SPIELERLEBNIS.CH
Sinnvolles und gesundes Spielen

Spielen und Lernen gehören zusammen

Spielen und lernen

"Kind müsste man noch einmal sein und den ganzen Tag nichts anderes tun als spielen!"
Vielleicht hast Du Dich als Mutter auch schon gefragt, ob Du Dein Kind im Alltag ausreichend förderst. Die Ansprüche und Erwartungen an Kinder und an deren Eltern sind heute gross, fast könnte man meinen ein Kind, welches vor seiner Einschulung weder die Musikschule besucht noch eine zusätzliche Fremdsprache erlernt hat, hätte bedeutende Defizite was seine kognitive Entwicklung angeht.

So steigt der Leistungsdruck auf Kinder immer weiter an und Konkurenzdenken ist bereits in den Köpfen von Kleinkindeltern fest verankert: Der Nachwuchs kann mit zwölf Monaten noch nicht laufen? Vielleicht liegt ja eine motorische Entwicklungsverzögerung vor, die meisten Gleichaltrigen scheinen doch bereits sicher einen Fuss vor den anderen zu setzen! Da hilft nur Förderung, also wird das Kind umgehend beim Babyturnen angemeldet.

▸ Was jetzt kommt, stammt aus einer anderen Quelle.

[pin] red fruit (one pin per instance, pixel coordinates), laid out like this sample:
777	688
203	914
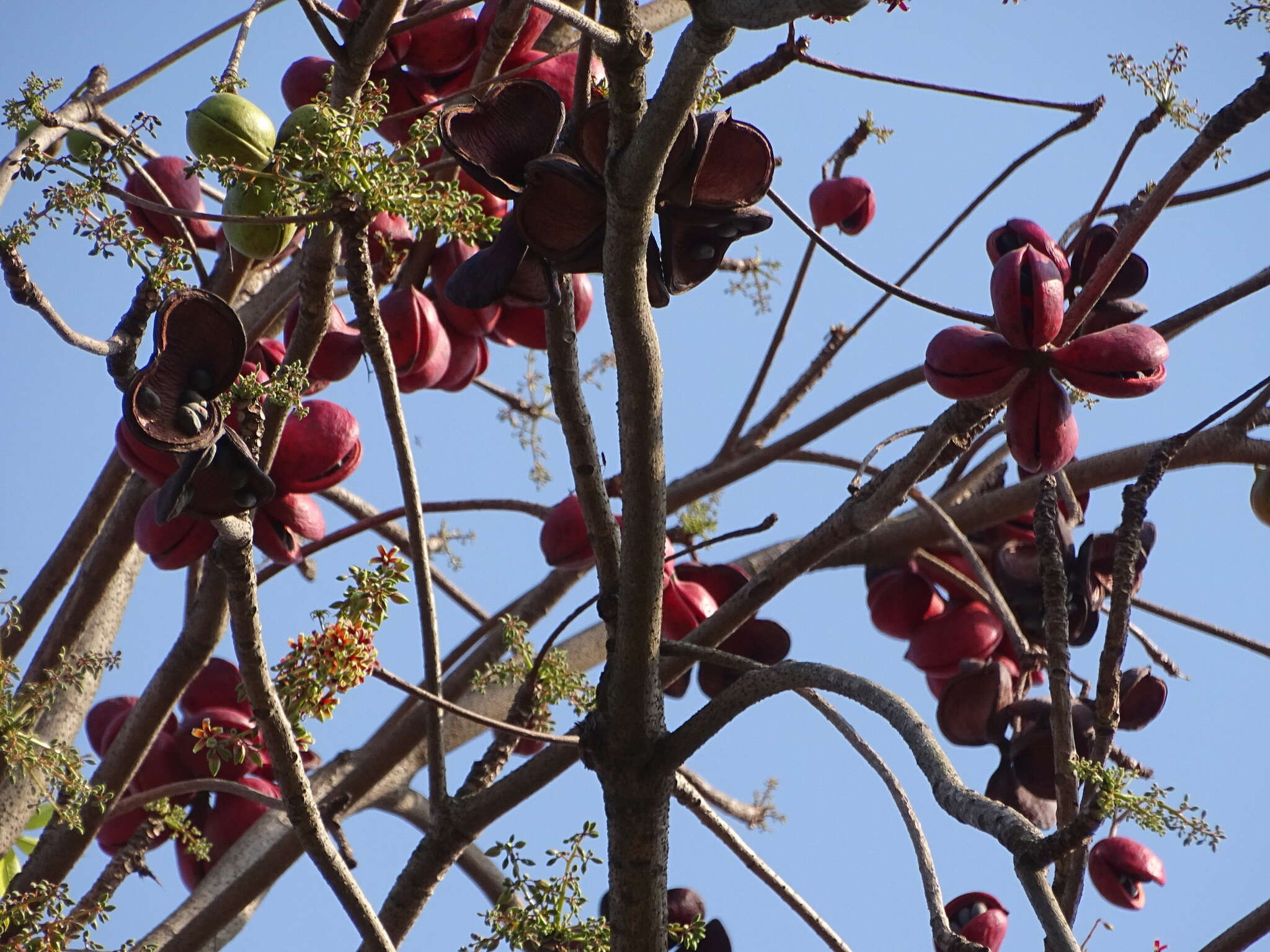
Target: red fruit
281	524
849	203
1126	361
1041	428
525	40
968	630
397	47
168	173
316	451
978	917
469	357
389	232
153	465
234	815
162	765
432	362
900	601
116	832
175	544
1119	866
685	606
964	362
215	685
1026	299
196	762
445	45
304	81
339	351
563	540
100	716
527	327
1019	232
474	323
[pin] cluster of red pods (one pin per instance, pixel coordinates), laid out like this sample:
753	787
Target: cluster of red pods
216	738
436	60
1033	348
691	593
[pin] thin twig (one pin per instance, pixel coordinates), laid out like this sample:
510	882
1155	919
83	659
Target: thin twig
894	289
414	691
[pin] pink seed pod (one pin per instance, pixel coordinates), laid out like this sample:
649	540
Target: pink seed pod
175	544
849	203
168	173
900	601
445	45
527	327
1026	299
1018	232
1041	428
339	351
1119	866
978	917
433	358
282	524
304	81
967	630
318	451
964	362
215	685
1126	361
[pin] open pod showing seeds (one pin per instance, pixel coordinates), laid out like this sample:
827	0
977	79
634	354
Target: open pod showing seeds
214	483
200	346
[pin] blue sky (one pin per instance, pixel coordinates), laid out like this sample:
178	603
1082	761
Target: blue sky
842	847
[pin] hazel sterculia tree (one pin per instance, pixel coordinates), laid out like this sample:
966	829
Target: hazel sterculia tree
1021	215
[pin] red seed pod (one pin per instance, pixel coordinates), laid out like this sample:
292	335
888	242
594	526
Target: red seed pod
406	92
318	451
1026	299
215	685
196	762
1041	428
339	351
685	606
850	203
233	815
968	630
154	465
475	323
964	362
168	173
1119	866
527	327
1126	361
175	544
1018	232
978	917
900	601
304	81
433	358
445	45
469	357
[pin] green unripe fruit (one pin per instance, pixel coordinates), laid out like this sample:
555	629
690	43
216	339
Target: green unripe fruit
226	126
258	242
78	145
25	134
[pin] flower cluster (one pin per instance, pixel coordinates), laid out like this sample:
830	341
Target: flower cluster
1030	352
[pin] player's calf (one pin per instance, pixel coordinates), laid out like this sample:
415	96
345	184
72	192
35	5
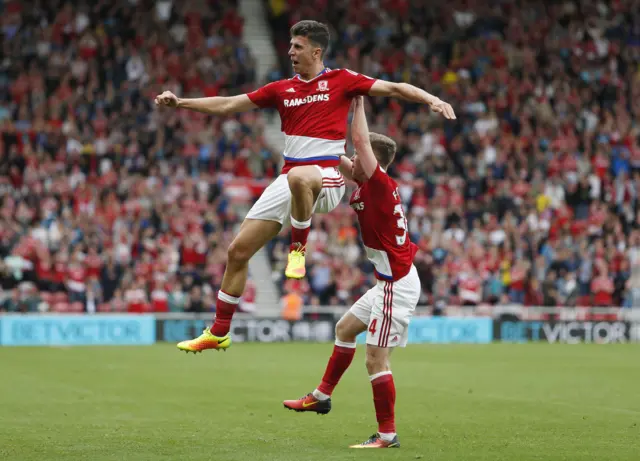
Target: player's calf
384	393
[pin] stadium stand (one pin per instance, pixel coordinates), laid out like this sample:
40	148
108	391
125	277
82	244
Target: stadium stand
107	204
532	196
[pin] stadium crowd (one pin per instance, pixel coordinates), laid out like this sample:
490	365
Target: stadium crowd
107	204
531	197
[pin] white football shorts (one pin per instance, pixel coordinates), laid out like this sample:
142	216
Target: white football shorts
387	309
275	202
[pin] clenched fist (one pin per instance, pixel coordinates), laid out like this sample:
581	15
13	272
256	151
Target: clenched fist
443	108
167	99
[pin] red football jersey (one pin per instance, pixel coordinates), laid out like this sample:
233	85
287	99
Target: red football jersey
314	114
383	226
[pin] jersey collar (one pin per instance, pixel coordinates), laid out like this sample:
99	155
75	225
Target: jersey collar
322	72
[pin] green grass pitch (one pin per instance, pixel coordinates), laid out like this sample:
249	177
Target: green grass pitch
492	402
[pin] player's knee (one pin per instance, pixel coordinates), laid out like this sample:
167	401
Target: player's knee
376	360
345	333
238	253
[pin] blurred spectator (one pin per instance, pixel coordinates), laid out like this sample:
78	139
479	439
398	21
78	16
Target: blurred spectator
534	189
107	204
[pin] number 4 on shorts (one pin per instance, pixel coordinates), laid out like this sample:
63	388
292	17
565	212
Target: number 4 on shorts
372	326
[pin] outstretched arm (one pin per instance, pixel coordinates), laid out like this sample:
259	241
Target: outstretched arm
411	93
360	138
217	105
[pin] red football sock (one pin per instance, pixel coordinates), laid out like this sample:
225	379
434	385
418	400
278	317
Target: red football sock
384	400
338	363
225	307
299	233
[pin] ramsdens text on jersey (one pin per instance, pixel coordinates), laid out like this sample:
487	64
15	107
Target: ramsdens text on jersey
300	101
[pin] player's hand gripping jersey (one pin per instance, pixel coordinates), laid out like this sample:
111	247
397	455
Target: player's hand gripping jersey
383	226
314	114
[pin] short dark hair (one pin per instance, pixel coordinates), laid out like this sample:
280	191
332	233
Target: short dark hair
384	148
315	31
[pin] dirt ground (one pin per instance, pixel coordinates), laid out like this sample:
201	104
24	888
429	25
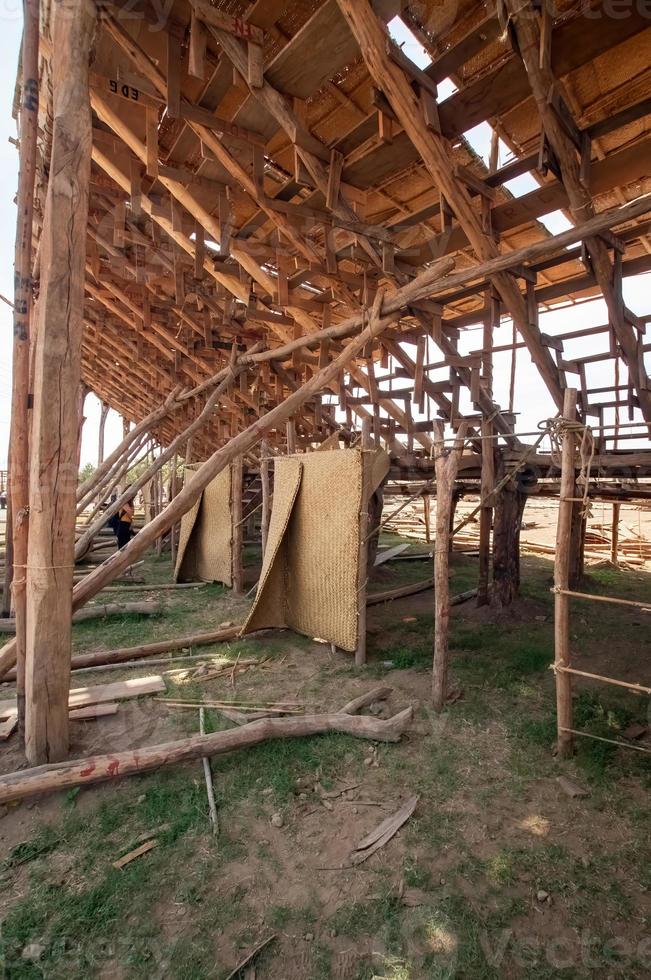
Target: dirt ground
498	873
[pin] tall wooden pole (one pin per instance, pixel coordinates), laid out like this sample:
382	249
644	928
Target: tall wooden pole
362	568
53	469
241	443
103	412
18	509
562	653
265	481
446	463
237	484
486	511
614	541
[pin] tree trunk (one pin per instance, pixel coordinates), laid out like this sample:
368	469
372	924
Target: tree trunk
577	546
509	508
53	471
103	412
17	525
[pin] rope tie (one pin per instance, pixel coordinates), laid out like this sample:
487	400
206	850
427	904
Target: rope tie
558	428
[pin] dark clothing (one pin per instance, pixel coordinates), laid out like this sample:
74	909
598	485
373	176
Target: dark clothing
124	533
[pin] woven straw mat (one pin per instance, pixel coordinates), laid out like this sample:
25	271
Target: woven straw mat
309	575
205	551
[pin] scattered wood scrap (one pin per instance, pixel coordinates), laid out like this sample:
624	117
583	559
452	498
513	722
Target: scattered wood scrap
132	855
96	769
383	832
250	956
390	553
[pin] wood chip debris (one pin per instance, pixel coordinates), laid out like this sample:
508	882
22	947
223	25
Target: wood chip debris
572	789
249	956
383	832
132	855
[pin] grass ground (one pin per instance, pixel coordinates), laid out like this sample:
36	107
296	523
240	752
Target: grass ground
497	874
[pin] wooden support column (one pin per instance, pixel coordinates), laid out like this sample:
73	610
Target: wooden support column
614	541
577	544
363	566
265	482
240	443
562	653
509	507
427	517
103	412
486	511
237	489
173	491
17	524
291	437
447	465
53	470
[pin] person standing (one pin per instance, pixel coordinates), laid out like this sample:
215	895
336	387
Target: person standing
124	528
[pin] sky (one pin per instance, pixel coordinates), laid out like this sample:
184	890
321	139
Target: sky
531	398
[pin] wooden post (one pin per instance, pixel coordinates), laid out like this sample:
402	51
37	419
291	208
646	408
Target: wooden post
237	482
427	516
103	412
486	511
240	443
577	543
509	507
291	437
447	464
18	491
362	559
562	653
53	470
173	489
614	542
265	481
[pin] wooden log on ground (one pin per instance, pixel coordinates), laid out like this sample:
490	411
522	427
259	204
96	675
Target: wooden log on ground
238	445
57	376
144	608
100	768
103	658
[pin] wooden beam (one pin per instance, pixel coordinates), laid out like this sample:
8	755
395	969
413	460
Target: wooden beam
526	24
54	462
18	491
437	156
562	650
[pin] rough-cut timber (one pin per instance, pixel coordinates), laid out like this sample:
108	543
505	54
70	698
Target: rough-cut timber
53	470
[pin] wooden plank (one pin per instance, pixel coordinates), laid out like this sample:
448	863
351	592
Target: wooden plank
237	26
93	711
102	693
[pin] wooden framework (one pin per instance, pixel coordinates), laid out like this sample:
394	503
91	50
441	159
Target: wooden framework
288	235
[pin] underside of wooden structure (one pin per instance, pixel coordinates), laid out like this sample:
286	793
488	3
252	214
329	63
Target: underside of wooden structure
262	228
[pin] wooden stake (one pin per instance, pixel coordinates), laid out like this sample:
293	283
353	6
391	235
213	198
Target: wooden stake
18	490
486	511
237	489
265	481
239	444
362	567
97	769
614	542
52	499
562	652
447	465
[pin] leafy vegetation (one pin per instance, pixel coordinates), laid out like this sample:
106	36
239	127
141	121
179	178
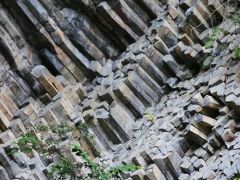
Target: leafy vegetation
98	172
213	37
65	166
236	54
235	18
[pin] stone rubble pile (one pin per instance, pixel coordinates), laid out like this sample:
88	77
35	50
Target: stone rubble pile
112	65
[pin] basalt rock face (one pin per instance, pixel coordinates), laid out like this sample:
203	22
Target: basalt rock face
112	64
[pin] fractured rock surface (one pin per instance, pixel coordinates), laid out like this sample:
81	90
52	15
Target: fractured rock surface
131	70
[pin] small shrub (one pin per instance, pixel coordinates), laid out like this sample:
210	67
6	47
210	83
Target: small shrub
64	167
213	37
236	54
235	18
97	171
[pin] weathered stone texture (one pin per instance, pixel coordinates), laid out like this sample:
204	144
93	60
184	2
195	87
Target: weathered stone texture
131	70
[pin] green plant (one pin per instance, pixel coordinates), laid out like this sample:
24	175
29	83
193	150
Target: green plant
27	142
64	167
97	171
235	18
213	37
236	54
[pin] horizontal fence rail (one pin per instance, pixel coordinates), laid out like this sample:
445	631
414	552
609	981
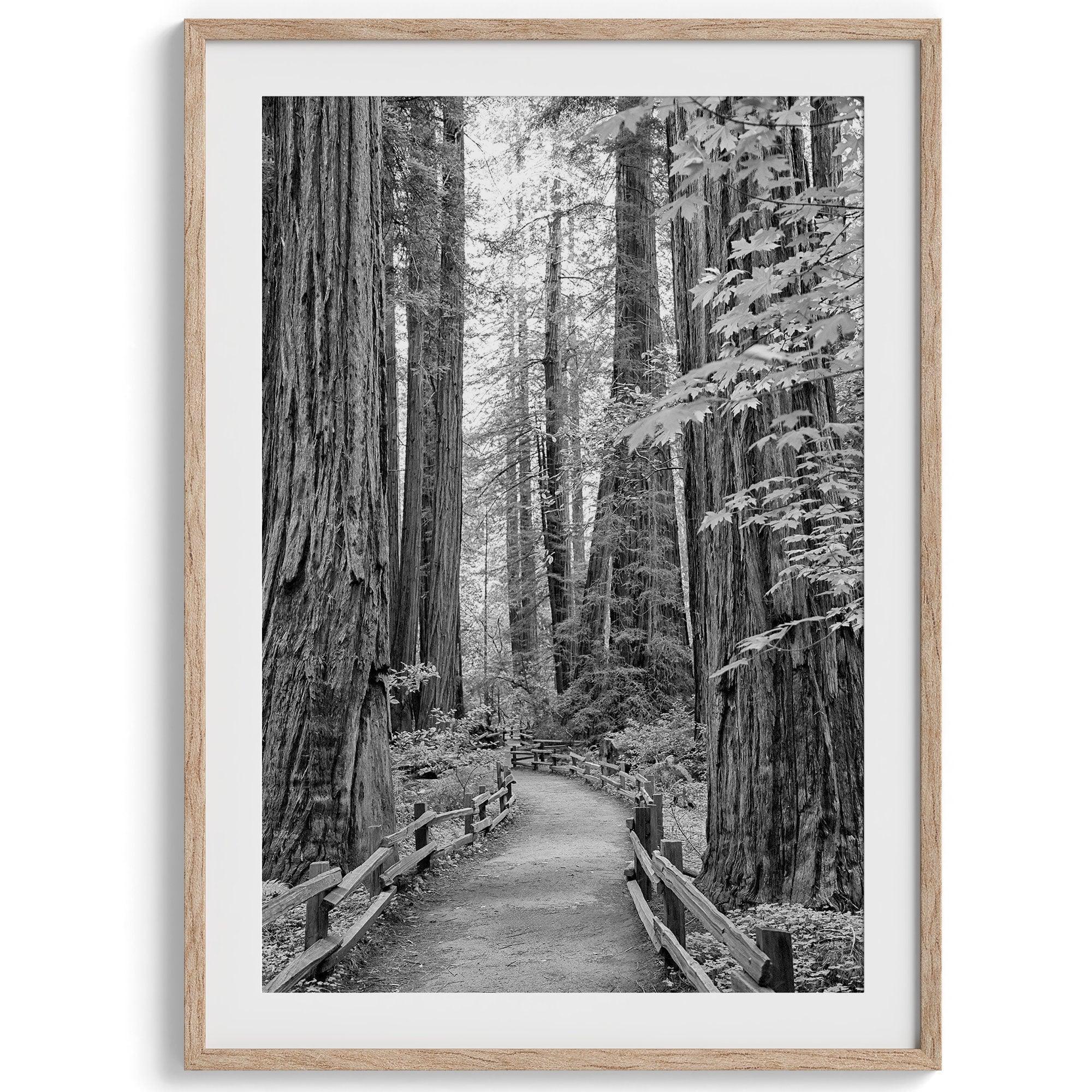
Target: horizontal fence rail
326	887
766	963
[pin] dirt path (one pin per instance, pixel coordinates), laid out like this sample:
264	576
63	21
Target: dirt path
545	910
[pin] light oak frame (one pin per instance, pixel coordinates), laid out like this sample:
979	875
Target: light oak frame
198	32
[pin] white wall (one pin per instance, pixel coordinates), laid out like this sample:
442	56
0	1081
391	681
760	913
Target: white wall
91	612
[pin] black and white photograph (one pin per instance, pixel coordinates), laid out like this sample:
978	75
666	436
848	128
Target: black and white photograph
563	544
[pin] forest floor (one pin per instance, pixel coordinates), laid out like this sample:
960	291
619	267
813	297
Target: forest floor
542	908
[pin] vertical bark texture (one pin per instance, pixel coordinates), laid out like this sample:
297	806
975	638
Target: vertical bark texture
786	732
634	581
554	503
443	619
326	764
390	381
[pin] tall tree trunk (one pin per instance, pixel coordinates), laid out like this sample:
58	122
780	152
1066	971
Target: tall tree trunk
443	620
326	576
634	574
553	493
785	820
513	517
421	248
573	377
406	615
390	379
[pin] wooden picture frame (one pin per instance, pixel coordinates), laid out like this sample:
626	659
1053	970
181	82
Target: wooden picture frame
197	34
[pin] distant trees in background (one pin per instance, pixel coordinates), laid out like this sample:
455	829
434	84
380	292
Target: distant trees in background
616	458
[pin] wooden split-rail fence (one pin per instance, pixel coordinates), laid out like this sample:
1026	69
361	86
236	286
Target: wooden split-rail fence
766	963
326	888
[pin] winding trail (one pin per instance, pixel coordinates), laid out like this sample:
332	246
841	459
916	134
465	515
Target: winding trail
544	910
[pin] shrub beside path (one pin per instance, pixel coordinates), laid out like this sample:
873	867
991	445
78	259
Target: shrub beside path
544	910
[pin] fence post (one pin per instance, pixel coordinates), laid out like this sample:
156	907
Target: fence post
318	912
469	818
421	836
778	945
643	827
674	911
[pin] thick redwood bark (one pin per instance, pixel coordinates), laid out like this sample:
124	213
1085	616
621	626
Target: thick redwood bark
326	765
442	626
390	382
554	502
786	732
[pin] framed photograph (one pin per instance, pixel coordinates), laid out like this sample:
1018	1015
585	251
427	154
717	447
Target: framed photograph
529	513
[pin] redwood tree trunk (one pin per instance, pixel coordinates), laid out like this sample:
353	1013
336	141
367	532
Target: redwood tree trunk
554	503
786	732
442	628
634	575
326	764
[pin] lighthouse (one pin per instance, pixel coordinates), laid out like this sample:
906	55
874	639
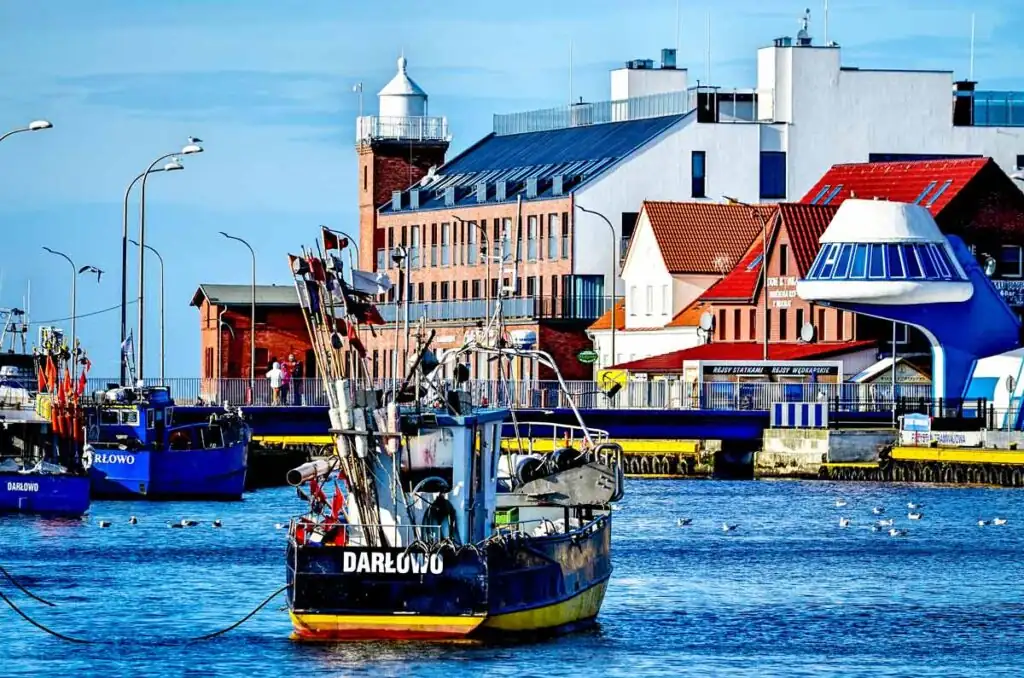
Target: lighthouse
395	147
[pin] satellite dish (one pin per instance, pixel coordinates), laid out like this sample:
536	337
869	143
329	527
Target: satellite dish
807	333
989	266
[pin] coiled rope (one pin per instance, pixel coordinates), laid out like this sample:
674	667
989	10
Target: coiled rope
87	641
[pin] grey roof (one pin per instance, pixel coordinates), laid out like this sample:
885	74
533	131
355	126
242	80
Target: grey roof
230	295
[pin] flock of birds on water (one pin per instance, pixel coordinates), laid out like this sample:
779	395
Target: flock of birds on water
880	524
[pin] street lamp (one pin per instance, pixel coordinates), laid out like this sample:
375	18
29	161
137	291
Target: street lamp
192	147
135	243
34	126
756	210
252	321
75	270
172	166
614	255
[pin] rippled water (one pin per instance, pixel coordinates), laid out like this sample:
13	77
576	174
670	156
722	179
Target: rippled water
787	593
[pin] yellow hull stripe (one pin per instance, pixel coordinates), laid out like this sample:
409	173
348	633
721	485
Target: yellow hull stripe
958	455
581	606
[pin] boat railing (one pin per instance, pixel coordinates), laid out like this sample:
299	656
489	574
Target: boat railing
558	433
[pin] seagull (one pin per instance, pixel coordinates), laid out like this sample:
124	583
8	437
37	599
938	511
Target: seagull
91	269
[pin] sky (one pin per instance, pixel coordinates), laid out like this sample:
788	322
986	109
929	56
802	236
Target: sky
267	85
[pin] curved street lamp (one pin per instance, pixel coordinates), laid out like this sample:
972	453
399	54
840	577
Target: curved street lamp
34	126
252	321
172	166
159	257
190	149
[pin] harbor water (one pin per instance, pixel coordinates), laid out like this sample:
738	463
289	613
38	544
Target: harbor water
786	593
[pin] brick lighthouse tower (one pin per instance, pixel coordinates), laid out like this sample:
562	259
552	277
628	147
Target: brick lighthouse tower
396	149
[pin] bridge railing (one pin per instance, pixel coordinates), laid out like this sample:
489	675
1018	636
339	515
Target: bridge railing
653	394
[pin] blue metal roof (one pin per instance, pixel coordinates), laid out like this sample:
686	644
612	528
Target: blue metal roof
578	154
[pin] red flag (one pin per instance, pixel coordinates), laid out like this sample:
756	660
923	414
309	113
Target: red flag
332	241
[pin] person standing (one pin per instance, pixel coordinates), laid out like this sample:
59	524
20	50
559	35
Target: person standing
276	377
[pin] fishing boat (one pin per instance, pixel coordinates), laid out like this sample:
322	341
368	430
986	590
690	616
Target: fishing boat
441	524
42	468
136	450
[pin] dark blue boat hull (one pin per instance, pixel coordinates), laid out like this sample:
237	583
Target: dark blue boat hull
44	495
217	473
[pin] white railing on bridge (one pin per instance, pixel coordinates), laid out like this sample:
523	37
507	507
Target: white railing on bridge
587	394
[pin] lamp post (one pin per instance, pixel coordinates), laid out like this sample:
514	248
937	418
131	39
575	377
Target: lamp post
161	259
756	210
252	321
190	149
614	255
34	126
169	167
75	270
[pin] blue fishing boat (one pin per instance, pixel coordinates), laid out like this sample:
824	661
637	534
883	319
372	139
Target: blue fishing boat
136	451
42	469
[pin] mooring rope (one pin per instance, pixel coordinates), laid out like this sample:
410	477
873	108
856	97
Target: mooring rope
87	641
20	587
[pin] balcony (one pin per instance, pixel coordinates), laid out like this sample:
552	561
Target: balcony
453	310
422	128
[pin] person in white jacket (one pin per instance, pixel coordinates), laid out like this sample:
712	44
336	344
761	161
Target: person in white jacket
276	378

Das Lernen rückt in der Erziehung immer mehr in den Fokus

Der Begriff "Lernen" spielt heute eine immer grössere Rolle, wenn Eltern und Experten über die Erziehung und Entwicklung von Kindern diskutieren. Wenn Du als Mutter an Deine eigene Kindheit denkst, so musstest Du wahrscheinlich deutlich weniger wöchentliche Pflichttermine wie Ballettunterricht, Logopädie oder Frühenglisch wahrnehmen als Dein Kind heute. Du hast wahrscheinlich die meiste Zeit spielend in Deinem Zimmer oder in der freien Natur verbracht. Natürlich war das Lernen auch ein Thema, aber erst mit Beginn der Schulzeit.

Heute sieht das anders aus: Ihr Kind von Anfang an zu fördern und Lernprozesse anzuregen ist vielen Eltern ein wichtiges Anliegen. Das Kinderzimmer wird mit pädagogisch wertvollem Spielzeug ausgestattet, nachmittags stehen Frühförderkurse an und abends vor dem Schlafengehen wird noch ein bisschen Lesen geübt - es kann schliesslich nicht schaden wenn ein Kind dies bereits beherrscht bevor es in die Schule geht, oder?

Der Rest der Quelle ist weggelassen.